On a Putnam's 2009 problem [duplicate]
Solution 1:
Below are pictures that prove the $n=8$ and make progress on the $n=10$ case. I think this is very close to a complete argument for all $n$. For the left hand picture there are 2 black $8$-gons and $4$ green $8$-gons. Most points get hit twice. The origin gets hit 4 times. What's left over are the $4$ vertices of a square. Thus we have shown that the sum over vertices of a square is zero, so we have reduced to a known case. For the second picture, there are 2 black $10$-gons and $5$ green $10$-gons. Summing over everything gives the sum of the vertices of a $5$-gon plus its center is zero. One can probably go further with this, but my wife will get angry with me if I spend any more time on it today.
Solution 2:
Hint: [Special case of 4] Suppose that $f$ is not constant and w.l.g. suppose $f(-2,0)\neq f(2,0)$. Then consider two squares $(-2,0),(-1,-1),(-1,1),(0,0)$ and also $(2,0),(1,-1),(1,1),(0,0)$. Now the sum of the value of the function over vertices of two squares should be zero. But $(0,0)$ appears twice in the sum ($0$ in $\mathbb{Z}_2$) and also $(1,-1),(-1,-1),(-1,1),(1,1)$ form a square and the sum of function on these points is zero. Therefore $f(-2,0)= f(2,0)$ which is a contradiction.
I do not think that the current approach can be generalized for all even numbers.
Solution 3:
This is to show that for $n=6$ there is no such map. Consider the following layout of points:
\begin{matrix} &&a&&b&&c\\&d&&e&&f&&g\\h&&i&&j&&k&&l\\&m&&n&&o&&p\\&&q&&r&&s \end{matrix}
where each small triangle is imagined as equilateral of sidelength $1.$ Take the three hexagons centered at $e,k,n$ along with the larger hexagon $dbgprm$ of sidelength $\sqrt{3}$ and add the sums. Since the hexagons are $abfjid,fglpoj,ijorqm,dbgprm$, and since all their sums are to be zero mod $2$, we obtain that $a+l+q+j=0$, since each of $a,l,q$ occurs only once in the four hexagons, while $j$ occurs three times, and the other letters occur twice each. What this means geometrically is that, from the assumption that all hexagons have vertex sums zero, we have shown:
Given an equilateral triangle, the sum of $f$ over its vertices together with its center is zero.

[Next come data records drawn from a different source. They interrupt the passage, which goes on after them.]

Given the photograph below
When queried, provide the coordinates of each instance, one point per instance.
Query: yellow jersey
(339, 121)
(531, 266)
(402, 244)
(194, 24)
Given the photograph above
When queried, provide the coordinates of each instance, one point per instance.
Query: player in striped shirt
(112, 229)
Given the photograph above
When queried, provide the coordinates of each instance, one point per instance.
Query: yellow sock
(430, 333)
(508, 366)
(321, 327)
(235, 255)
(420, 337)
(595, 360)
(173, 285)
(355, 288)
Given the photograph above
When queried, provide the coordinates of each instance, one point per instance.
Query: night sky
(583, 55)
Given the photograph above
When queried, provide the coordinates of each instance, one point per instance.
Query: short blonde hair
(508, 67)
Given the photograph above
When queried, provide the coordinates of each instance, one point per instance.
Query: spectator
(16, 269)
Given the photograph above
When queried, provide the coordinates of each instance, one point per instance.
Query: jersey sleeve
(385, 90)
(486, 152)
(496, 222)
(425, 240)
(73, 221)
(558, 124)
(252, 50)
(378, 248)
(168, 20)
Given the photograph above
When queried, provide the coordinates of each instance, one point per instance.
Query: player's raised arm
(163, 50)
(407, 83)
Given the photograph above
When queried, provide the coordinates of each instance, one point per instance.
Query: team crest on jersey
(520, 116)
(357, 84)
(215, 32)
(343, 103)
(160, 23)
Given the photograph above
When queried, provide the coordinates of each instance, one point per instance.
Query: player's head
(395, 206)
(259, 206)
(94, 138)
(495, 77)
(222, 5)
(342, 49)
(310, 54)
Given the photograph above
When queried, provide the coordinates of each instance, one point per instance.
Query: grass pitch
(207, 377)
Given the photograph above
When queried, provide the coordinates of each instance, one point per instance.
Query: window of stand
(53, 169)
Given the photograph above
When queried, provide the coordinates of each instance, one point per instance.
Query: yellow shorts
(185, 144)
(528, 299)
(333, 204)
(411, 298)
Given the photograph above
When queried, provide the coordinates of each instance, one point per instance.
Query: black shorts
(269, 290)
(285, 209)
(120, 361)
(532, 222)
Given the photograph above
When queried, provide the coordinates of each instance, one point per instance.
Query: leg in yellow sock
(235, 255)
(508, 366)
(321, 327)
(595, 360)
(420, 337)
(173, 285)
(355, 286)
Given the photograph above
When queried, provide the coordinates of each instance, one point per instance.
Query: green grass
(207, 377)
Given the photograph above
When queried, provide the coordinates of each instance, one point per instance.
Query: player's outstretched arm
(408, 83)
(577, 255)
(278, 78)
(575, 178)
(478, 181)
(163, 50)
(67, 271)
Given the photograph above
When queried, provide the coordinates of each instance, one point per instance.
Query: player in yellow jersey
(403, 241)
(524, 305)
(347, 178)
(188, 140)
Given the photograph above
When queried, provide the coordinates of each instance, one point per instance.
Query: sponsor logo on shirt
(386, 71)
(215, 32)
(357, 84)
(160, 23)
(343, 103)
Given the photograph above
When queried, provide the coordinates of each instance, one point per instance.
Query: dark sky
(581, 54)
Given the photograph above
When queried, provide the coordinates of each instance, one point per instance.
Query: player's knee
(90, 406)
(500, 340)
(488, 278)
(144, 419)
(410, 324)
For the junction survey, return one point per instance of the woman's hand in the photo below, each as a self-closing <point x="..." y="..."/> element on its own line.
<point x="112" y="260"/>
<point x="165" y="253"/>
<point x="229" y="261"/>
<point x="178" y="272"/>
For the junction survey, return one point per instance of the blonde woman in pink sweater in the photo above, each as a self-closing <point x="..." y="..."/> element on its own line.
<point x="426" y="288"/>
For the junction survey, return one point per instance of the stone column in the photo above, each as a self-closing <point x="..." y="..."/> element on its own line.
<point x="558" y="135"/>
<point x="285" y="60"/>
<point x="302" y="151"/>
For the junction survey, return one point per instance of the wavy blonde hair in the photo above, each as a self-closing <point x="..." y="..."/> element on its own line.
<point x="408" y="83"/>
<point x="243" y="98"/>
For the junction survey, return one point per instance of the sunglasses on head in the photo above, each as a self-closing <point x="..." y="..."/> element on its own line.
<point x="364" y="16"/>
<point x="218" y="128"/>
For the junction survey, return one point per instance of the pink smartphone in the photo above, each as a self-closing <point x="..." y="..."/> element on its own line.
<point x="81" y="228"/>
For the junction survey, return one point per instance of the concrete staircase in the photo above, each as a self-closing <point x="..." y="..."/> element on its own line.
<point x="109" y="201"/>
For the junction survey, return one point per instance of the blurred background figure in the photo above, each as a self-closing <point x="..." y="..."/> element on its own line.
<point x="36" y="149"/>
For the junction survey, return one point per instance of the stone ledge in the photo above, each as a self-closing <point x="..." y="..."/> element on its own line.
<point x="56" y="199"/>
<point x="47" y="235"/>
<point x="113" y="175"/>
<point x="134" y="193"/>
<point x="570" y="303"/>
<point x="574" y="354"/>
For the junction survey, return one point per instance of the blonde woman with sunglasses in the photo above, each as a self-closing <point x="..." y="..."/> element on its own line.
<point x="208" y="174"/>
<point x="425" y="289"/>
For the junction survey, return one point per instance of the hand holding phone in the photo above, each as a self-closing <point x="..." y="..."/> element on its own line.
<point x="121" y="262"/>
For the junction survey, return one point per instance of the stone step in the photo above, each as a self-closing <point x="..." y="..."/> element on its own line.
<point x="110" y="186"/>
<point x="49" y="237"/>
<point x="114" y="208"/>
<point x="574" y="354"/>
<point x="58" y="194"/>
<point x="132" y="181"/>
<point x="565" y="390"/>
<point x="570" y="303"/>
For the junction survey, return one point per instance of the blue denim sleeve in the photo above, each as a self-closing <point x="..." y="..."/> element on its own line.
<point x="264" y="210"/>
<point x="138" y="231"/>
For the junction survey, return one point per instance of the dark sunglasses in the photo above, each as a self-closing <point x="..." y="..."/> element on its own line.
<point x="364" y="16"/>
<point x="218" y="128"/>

Now by placing two such equilateral triangles so they share a common side, one gets a set of four points on a line which sum to zero, since the vertices on the common side cancel in the sum. The remaining four points consist of the third vertices of the two adjacent triangles and the two centers of the two adjacent triangles; these points are collinear and equally spaced.
But now we can take two such lines of four and lay the second one starting at the second point of the first, and then the inner three points which these two lines of four have in common will cancel in that sum, causing the sum of the first and fifth points of the union of the two segments to have sum zero. Since given any two points $P,Q$ of the plane this arrangement may be made so as to arrive at $P+Q=0$ (by appropriately scaling/rotating the figure), we get all points of the plane in the same coset mod $2$.